Summary Group Network

Figure 3 shows summary networks for TLE-MTS and TLE-no groups, displayed using a novel illustration method whereby cortical nodes are mapped to an ellipse except for the cingulate which are mapped as arcs within the ellipse for ease of visualization. High threshold (85-percentile) and low threshold (70-percentile) cases are shown separately in order to give a sense of how frequently the edges appear in their group. Localized nature of TLE-MTS is easily distinguished from more diffuse TLE-no. While TLE-no has a larger number of edges at low threshold than TLE-MTS, the opposite is true at high threshold. This implies that TLE-MTS has a few very strong edges, while TLE-no has more, well-distributed, but weaker edges.
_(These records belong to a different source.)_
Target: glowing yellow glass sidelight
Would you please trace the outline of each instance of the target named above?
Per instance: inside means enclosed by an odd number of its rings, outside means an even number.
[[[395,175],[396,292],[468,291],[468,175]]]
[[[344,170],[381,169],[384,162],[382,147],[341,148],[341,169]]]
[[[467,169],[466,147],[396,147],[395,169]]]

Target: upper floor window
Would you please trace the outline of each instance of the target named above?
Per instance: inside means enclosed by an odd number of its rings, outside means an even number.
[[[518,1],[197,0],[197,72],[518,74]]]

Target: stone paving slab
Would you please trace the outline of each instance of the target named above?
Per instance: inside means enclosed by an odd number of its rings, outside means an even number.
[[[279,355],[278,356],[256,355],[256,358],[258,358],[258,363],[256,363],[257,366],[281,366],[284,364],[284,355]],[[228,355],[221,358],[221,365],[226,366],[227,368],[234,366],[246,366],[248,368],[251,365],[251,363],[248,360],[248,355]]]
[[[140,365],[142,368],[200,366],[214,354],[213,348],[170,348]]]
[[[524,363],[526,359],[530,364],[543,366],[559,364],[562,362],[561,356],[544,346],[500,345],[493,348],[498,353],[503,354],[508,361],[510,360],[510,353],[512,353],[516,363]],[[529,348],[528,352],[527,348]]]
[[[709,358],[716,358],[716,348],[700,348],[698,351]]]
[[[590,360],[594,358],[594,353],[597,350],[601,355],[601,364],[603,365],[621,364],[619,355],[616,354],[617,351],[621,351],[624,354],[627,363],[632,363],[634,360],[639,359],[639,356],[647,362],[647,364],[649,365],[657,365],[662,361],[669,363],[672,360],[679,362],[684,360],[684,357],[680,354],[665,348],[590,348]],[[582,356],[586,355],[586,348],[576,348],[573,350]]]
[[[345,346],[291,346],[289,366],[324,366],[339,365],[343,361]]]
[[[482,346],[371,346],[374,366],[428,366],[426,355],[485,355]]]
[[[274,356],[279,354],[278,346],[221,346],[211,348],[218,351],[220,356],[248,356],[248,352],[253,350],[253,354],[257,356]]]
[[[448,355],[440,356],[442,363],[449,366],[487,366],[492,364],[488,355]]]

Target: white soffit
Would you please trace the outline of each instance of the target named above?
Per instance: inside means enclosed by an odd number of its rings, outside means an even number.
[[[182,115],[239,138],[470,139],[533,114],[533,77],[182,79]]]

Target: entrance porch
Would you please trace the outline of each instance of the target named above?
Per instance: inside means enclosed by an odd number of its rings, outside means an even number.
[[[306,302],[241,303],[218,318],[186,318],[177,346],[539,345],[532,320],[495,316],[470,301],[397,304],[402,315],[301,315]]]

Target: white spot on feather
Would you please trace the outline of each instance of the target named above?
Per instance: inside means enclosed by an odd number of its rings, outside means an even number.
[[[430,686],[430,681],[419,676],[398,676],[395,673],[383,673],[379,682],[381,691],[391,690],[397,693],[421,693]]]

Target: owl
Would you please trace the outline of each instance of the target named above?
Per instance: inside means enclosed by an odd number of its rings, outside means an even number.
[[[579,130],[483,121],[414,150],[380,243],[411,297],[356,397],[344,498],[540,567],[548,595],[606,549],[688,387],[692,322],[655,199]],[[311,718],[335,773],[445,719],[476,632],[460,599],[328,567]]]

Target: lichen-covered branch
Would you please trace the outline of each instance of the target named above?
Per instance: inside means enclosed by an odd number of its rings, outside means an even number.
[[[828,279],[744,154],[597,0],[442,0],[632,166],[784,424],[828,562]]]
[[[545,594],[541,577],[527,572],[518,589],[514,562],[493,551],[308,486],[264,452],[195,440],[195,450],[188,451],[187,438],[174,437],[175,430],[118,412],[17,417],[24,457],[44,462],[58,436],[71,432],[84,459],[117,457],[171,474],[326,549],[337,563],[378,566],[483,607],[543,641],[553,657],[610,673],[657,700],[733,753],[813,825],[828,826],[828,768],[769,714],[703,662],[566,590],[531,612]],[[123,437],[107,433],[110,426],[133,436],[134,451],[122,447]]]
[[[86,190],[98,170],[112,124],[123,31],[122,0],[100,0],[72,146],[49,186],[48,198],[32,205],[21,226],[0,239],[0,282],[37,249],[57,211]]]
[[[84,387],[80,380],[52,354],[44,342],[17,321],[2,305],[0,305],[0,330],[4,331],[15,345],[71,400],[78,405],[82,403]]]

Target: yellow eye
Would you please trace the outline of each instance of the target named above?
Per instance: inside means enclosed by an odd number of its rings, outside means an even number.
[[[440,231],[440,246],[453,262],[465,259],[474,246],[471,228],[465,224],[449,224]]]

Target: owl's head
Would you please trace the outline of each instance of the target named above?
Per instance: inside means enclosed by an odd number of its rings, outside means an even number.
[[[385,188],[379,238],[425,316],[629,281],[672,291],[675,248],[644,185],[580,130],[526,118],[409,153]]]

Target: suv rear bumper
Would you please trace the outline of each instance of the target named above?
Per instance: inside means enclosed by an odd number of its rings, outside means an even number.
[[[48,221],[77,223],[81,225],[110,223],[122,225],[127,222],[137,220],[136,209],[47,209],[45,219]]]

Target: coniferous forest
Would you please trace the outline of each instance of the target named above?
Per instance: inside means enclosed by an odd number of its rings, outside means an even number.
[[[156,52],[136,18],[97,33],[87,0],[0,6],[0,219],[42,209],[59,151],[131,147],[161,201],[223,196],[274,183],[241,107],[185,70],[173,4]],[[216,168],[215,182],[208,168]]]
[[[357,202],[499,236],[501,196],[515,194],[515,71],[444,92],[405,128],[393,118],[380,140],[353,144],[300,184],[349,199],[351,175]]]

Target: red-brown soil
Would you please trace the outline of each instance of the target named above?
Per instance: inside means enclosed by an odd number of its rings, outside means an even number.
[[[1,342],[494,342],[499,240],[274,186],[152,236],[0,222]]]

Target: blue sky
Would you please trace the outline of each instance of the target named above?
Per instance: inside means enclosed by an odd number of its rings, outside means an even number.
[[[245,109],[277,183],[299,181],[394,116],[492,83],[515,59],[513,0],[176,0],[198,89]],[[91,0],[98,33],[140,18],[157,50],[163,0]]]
Table 2 shows that node connectivity strength is distributed in the brain as expected from prior studies, with dominant ipsilateral temporal involvement in TLE-MTS and bilateral involvement in TLE-no.

Figure 3.

Figure 3

Epilepsy-derived brain network connectivity of TLE subjects. For visual convenience cortical networks are depicted as 2D circular rings, with cortical ROIs residing on the circumference, except for cingulate structures which are shown as brown arcs within the circle.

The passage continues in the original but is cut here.